When you enter a set of keywords into Google, the search engine attempts to find all the pages that it can which contain those keywords, and return a set of results ordered based upon a combination of relevance and importance scores. But it’s possible that many of the pages that could possibly be returned in response to such a search may not be very good matches for a topic related to the query terms used, or may be spam pages.
According to a Google patent filed in 2006 and granted today, around 90 percent of web pages that could be returned for topics such as computer games, movies, and music are spam pages, which exist only to “misdirect traffic from search engines.” The patent tells us that those pages are usually unrelated to those “topics of interest” and try to get a visitor to purchase things such as pornography, software, or financial services.
The patent presents an automated process that might be used by the search engine to classify documents based in part upon user-behavior data, to help weed out web spam.
There are multiple steps behind this process, but it begins with identifying a number of “seed” queries related to a specific topic. The queries are searched upon at the search engine, and the pages appearing as results of those queries are analyzed for common features.
For instance, the words that appear within a certain top number of those documents might be analyzed to see how often certain n-grams, or combinations of words appear within them. An “n-gram” might be consecutive combinations of words of different lengths, such as bi-grams, or two word combinations, or tri-grams consisting of three word combinations, or larger combinations. These combinations of words, taken from a phrase on a page such as “The quick brown fox jumps over the lazy dog,” might appear like the following, as an example of tri-grams:
- The quick brown
- quick brown fox
- brown fox jumps
- fox jumps over
- jumps over the
- over the lazy
- the lazy dog
Another feature of words upon pages might look at something like how frequently specific words might appear on a page compared to how frequently those words appear on other pages on the web that contain the same word or words.

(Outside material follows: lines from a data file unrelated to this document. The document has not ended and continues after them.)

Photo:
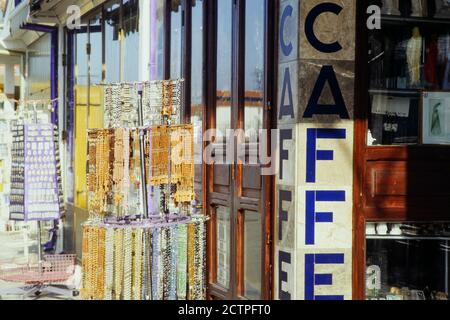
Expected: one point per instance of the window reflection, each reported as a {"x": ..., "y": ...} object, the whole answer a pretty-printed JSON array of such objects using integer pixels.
[
  {"x": 175, "y": 39},
  {"x": 223, "y": 246},
  {"x": 197, "y": 90},
  {"x": 131, "y": 40},
  {"x": 224, "y": 45},
  {"x": 252, "y": 255},
  {"x": 157, "y": 45},
  {"x": 254, "y": 68},
  {"x": 112, "y": 43},
  {"x": 407, "y": 261}
]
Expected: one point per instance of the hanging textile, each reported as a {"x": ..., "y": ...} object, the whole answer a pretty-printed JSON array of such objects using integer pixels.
[{"x": 36, "y": 188}]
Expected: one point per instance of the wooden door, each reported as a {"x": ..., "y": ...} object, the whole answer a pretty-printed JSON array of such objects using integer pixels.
[{"x": 238, "y": 196}]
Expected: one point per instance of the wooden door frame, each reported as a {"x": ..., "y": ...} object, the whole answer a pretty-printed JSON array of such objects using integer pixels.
[
  {"x": 268, "y": 185},
  {"x": 209, "y": 116}
]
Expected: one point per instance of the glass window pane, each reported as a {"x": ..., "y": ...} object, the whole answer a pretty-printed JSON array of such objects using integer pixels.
[
  {"x": 95, "y": 58},
  {"x": 252, "y": 255},
  {"x": 175, "y": 40},
  {"x": 39, "y": 69},
  {"x": 112, "y": 43},
  {"x": 157, "y": 45},
  {"x": 407, "y": 261},
  {"x": 223, "y": 246},
  {"x": 254, "y": 67},
  {"x": 197, "y": 102},
  {"x": 224, "y": 45},
  {"x": 405, "y": 57},
  {"x": 131, "y": 40}
]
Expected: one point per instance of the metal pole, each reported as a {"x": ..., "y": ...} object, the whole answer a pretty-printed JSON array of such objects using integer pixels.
[
  {"x": 39, "y": 243},
  {"x": 142, "y": 156}
]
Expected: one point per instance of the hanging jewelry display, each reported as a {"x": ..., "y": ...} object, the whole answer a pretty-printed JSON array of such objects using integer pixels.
[
  {"x": 113, "y": 176},
  {"x": 142, "y": 257},
  {"x": 115, "y": 254}
]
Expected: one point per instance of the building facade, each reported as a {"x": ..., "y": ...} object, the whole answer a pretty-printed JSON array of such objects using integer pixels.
[{"x": 355, "y": 95}]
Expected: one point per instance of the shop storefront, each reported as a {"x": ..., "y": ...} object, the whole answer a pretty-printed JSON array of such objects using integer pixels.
[{"x": 355, "y": 95}]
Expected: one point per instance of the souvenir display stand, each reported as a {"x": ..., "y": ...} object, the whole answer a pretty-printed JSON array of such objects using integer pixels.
[
  {"x": 36, "y": 195},
  {"x": 143, "y": 240}
]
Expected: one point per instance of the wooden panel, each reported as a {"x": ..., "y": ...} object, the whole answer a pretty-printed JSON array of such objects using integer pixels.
[
  {"x": 222, "y": 175},
  {"x": 251, "y": 177}
]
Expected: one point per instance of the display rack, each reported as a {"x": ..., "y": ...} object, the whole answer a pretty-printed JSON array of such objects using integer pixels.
[
  {"x": 36, "y": 195},
  {"x": 159, "y": 254}
]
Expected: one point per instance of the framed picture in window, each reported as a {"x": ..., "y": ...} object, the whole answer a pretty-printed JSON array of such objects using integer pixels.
[{"x": 436, "y": 117}]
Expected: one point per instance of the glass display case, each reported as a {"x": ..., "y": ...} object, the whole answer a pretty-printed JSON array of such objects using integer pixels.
[
  {"x": 408, "y": 55},
  {"x": 407, "y": 261}
]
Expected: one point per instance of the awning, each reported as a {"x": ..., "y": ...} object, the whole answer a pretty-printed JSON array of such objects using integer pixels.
[{"x": 19, "y": 17}]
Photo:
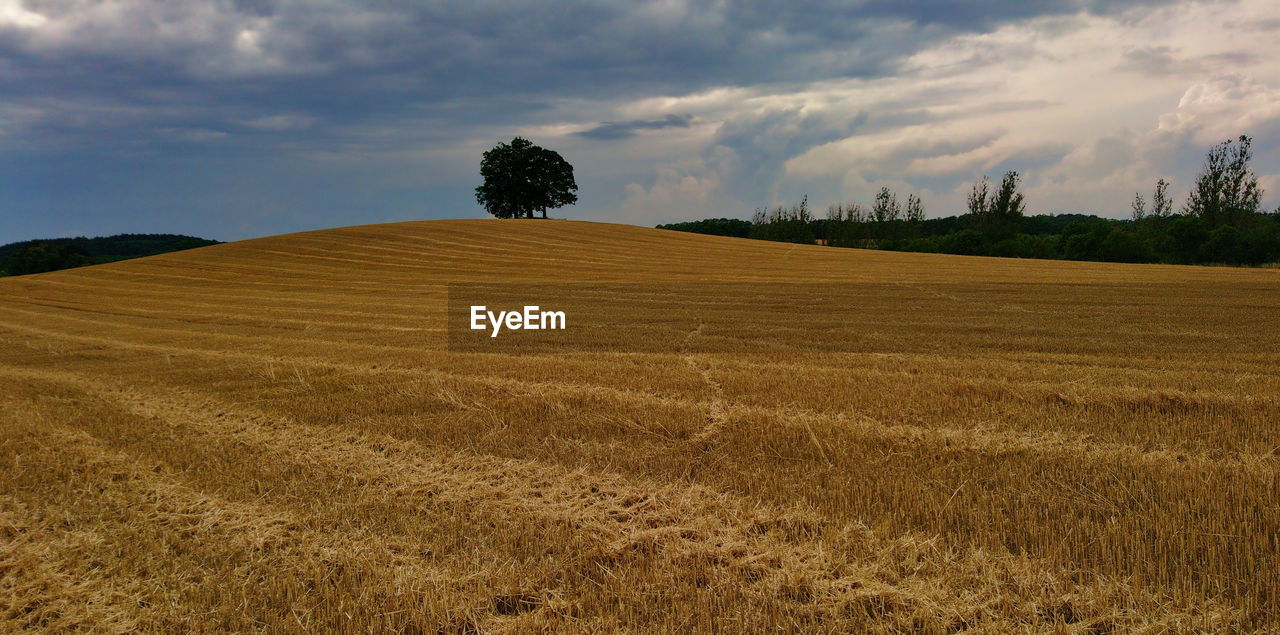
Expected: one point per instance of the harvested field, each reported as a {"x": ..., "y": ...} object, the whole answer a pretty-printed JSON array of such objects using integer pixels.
[{"x": 273, "y": 434}]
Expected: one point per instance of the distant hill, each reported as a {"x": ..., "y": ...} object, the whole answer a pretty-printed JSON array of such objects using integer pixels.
[{"x": 54, "y": 254}]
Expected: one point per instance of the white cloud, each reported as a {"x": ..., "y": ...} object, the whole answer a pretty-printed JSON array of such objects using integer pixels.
[{"x": 14, "y": 14}]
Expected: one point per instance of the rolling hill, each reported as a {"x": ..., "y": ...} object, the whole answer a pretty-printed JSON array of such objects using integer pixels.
[{"x": 275, "y": 434}]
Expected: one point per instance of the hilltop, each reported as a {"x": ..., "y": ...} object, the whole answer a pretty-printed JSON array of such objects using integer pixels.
[{"x": 273, "y": 434}]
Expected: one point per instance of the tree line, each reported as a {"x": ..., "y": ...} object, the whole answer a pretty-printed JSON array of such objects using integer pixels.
[
  {"x": 50, "y": 255},
  {"x": 1221, "y": 222}
]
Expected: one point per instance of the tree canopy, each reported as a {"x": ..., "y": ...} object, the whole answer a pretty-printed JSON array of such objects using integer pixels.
[{"x": 521, "y": 178}]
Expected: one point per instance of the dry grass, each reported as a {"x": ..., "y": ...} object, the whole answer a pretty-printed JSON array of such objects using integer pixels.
[{"x": 270, "y": 435}]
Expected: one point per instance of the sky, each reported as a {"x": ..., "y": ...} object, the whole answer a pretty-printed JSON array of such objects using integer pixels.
[{"x": 231, "y": 119}]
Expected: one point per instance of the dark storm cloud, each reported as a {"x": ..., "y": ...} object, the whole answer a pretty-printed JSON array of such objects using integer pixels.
[
  {"x": 347, "y": 62},
  {"x": 624, "y": 129},
  {"x": 234, "y": 83}
]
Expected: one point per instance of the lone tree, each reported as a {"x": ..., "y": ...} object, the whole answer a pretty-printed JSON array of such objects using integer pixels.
[
  {"x": 1226, "y": 191},
  {"x": 520, "y": 177}
]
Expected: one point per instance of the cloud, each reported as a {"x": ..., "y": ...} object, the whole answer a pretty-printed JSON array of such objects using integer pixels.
[
  {"x": 624, "y": 129},
  {"x": 361, "y": 112}
]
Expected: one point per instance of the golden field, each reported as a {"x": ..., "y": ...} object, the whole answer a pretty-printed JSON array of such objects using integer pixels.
[{"x": 273, "y": 435}]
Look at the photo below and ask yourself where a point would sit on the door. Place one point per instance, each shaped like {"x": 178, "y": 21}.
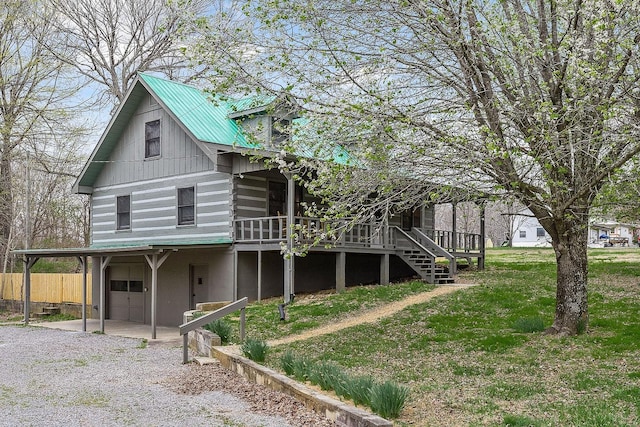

Those and similar types of features might be used to classify web pages based upon the words that appear within them, and to annotate those documents so that classification information is associated with them.
The topic information for the queries used is compared to the classification information for the pages that appear within the search results, to attempt to determine whether a page is.
- Related to the specific topic
- A spam document
- Not related to the specific topic or is off-topic
While some pages may contain the keywords used in a query, that doesn’t necessarily mean that those pages are on the same topic as the query itself. Because of that, the patent tells us that user input might also be considered, such as looking at:
Click-through rates – how often certain pages are selected in search results in response to a query compared to how often those pages are shown in response to that query.
Click durations – The amount of time that someone remains on a given page when visiting that page after finding it in search results.
Other unnamed associated navigational operations, may also be used to determine whether or not pages should be associated with the classifications given to documents based upon user-behavior.
This combination of classification based upon topics, and click information can be used to determine whether pages are on topic, or may be off topic, and/or spam. On topic documents might be boosted in search results, while off topic or spam pages might be lowered in rankings or removed from those search results.
The patent is:
Method and apparatus for classifying documents based on user inputs
Invented by Jun Wu, Zhengzhu Feng, Quji Guo, and Zhe Qian
Assigned to Google
United States Patent 7,769,751
Granted August 3, 2010
Filed January 17, 2006
One embodiment of the present invention provides a system that automatically classifies documents (such as web pages) based on user inputs. During operation, the system obtains a “classified” set of documents which are classified as relating to a specific topic. The system also obtains queries related to the specific topic. These queries produce “query results” which enable the user to access documents related to the query.
The queries also include “click information” which specifies how one or more users have accessed the query results. The system uses this click information to identify documents in the classified set of documents which are not related to the specific topic or are off-topic. If such documents are identified, the system shifts the identified documents so that they are regarded as off-topic and/or spam, and removes the identified documents from the classified set of documents.
This patent was originally filed in 2006, and while it describes one way that Google might attempt to identify whether or not pages which appear in search results or either spam, or are unrelated to the topic behind a set of query terms, it likely isn’t the only approach that Google may have found to try to filter out web spam.
Another approach to identify spam pages that the search engine could possibly use is described as part of Google’s Phrased-Based Indexing process, which I wrote about back in 2006, in Phrase Based Information Retrieval and Spam Detection. The process detailed in the patent behind that post doesn’t include a look at user-behavior data such as the click throughs and click duration mentioned in this patent, but it’s possible that it could.
Unfortunately, there’s still plenty of web spam to be found in search results, but it’s possible that approaches like the one described in this patent have been effective in filtering out some of the spam that we’ve seen in the past by combining the use of classification of pages and queries with user-behavior data. Google’s Matt Cutts, the head of their web spam team recently asked the visitors of his blog to identify web spam projects that they would like to see Google tackle over the next year.
Given the large number of responses to Matt Cutts, and the wide variety of problems identified as web spam within those responses, it’s pretty clear that the problem of web spam is far from being solved, and that the definition of web spam may be expanding to include content on web pages that may be relevant to a topic but of fairly low quality.